# Speed Up your ML training with Feature Selection using Swarm Optimizers

What if I told you, you could train your model 1000 times faster and maintain the same accuracy (slightly less or more at times) by simply dropping a few features from your dataset?

Interested? Read on!

## Defining the problem

Imagine you're working with a dataset with 10 features. Using all the 10 features, you're able to make accurate prediction 95% of times.

Now, let's assume your training algorithm has an N^3 complexity. 

Thus, to get a 95% accuracy, you'd be taking 1000 units of time to train.

Assuming that after feature selection, you are able to drop 6 features, and are able to still have a 95% accuracy with just 4 features, your training time comes down to 64 units of time. 


When I do the math, I love just spening 64 units of time (and computational effort) compared to a 1000 units.

tl;dr this is how feature selection works -

![](https://miro.medium.com/max/2400/1*68H8EsCwfqJNxzYdPYtEDw.png)

## Why Swarm Optimizers for Feature Selection?

Because they can solve your problem faster.

Swarm optimizers are a part of the **Heuristic Algorithms** family.
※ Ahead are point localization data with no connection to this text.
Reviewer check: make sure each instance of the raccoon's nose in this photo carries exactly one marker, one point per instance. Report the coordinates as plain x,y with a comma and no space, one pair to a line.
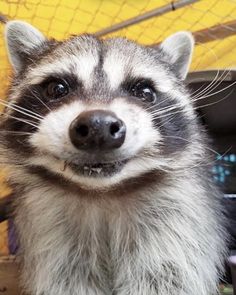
97,130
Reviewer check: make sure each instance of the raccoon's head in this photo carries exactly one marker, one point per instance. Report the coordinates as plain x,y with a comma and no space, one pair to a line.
96,112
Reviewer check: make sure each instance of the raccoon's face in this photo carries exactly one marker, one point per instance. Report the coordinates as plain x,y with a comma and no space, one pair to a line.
96,112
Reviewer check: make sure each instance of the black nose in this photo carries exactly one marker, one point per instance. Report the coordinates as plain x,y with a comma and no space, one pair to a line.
97,130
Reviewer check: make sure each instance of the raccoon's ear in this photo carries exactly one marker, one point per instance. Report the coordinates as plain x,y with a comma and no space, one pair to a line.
21,39
179,50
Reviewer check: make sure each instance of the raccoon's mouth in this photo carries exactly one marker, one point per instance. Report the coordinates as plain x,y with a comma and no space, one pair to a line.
98,169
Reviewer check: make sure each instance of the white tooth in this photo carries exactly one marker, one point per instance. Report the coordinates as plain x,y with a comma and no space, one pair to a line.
98,170
63,166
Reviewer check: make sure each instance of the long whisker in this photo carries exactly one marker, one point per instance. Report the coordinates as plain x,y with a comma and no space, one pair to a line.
213,85
22,120
20,110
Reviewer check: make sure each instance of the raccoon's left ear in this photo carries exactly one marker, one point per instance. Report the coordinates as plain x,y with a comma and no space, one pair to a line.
179,50
21,39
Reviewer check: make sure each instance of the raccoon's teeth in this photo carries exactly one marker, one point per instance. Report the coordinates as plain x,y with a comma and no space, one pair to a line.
97,170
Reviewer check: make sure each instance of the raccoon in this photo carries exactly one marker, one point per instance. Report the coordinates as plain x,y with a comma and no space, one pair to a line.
110,167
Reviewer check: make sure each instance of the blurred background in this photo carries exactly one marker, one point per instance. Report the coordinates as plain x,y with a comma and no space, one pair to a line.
212,22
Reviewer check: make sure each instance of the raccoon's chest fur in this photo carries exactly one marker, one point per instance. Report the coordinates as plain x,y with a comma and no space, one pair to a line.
154,245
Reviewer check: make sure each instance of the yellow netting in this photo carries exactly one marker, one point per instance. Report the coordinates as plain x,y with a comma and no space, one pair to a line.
61,18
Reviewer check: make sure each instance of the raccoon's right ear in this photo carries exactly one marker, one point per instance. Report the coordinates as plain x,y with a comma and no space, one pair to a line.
21,39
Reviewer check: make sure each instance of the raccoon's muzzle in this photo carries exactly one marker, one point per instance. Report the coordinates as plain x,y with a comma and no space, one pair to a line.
97,130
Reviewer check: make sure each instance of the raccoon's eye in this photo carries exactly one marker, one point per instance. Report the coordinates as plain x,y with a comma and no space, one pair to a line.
144,91
57,89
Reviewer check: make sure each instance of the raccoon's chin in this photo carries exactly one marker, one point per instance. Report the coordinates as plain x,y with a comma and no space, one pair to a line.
106,169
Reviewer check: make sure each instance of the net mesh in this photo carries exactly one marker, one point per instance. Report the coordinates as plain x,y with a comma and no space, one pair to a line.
213,22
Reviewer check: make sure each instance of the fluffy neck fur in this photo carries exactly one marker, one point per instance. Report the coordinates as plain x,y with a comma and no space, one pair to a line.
157,241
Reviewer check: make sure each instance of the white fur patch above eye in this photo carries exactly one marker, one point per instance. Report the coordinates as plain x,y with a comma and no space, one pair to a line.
81,65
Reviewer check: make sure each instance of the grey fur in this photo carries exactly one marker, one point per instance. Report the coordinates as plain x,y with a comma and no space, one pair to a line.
157,227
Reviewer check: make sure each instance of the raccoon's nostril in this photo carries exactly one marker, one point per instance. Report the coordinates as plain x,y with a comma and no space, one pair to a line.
114,128
97,130
82,130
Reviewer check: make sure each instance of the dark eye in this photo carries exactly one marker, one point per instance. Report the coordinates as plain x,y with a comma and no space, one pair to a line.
144,91
57,89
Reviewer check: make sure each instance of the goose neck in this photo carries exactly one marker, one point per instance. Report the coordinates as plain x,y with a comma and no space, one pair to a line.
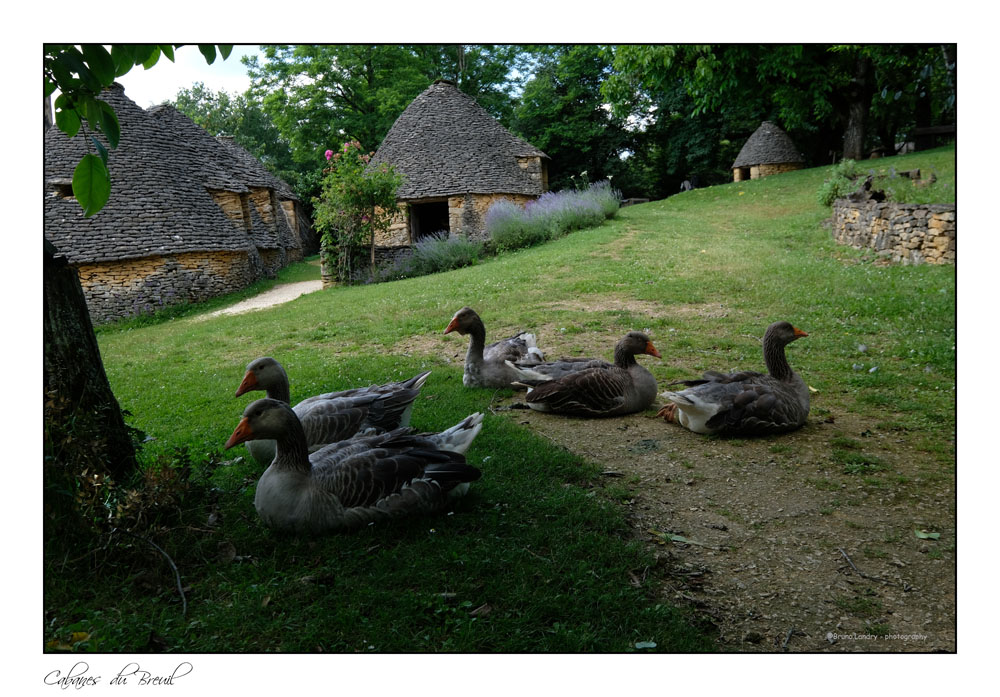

A heuristic algorithm is one that is designed to solve a problem in a faster and more efficient fashion than traditional methods by sacrificing optimality, accuracy, precision, or completeness for speed. Heuristic algorithms often times used to solve NP-complete problems, a class of decision problems.

Swarm Intelligence systems employ large numbers of agents interacting locally with one another and the environment. Swarm intelligence refers to the collective behavior of decentralized systems and can be used to describe both natural and artificial systems. Specific algorithms for this class of system include the particle swarm optimization algorithm, the ant colony optimization algorithm, and artificial bee colony algorithm. Each of the previous algorithms was inspired by the natural, self-organized behavior of animals.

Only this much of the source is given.